Perhaps the deepest symbolism of the the number five and its geometric figure in Freemasonry is  the Masonic "five points of fellowship" which are a part of the rituals and allude to five duties of one brother to another.  Those duties are:

  1. To walk with our brothers and help them on their path through life
  2. To remember our brothers in our prayers
  3. To deal with our brothers always "heart-to-heart"
  4. To listen to our brothers attentively and with civility
  5. To speak kindly to our brothers, giving them good and wholesome advice when we see them err.

This beautiful symbolism is well-known to Masons and those who apply strange meanings to the pentagram which are inconsistent with the values of the Craft do so out of ignorance, malice, or both.

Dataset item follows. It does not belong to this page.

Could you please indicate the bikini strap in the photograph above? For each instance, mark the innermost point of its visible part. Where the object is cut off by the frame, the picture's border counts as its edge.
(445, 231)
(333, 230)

Finally, one of the affiliated or "appendant" bodies associated with Craft Masonry, the Order of the Eastern Star, uses the pentagram along with other symbols  within each of the five points.  The Order of the Eastern Star was created as an American institution that permitted women to be members and undergo an initiation of their own.  The need for this separate order arose in a time when in American culture women were not permitted to assemble freely with men, nor to even assemble together in clubs without a male escort.  It was just not considered "ladylike" and indeed in that time was dangerous.  In the liberated times we live in today, such a need may be hard to fathom but the O.E.S. continues to help bring wives and daughters of Master Masons into Masonic life. 

The significance of the pentagram for the Order of the Eastern Star is at least two-fold.  First, it symbolizes the Star of Bethlehem that the three magi followed to Bethlehem to discover the Savior.  Second, its five points stand for the five Biblical and Christian heroines whose stories serve as moral lessons for the sisterhood.  The reason that the fifth point is pointing down is to indicate that the light of the star is descending to Earth from Heaven.  Just as in DaVinci's Vetruvian Man, the fifth point up points to Heaven and symbolizes that the head of a Man is that part of his body directed upward to the Divine world.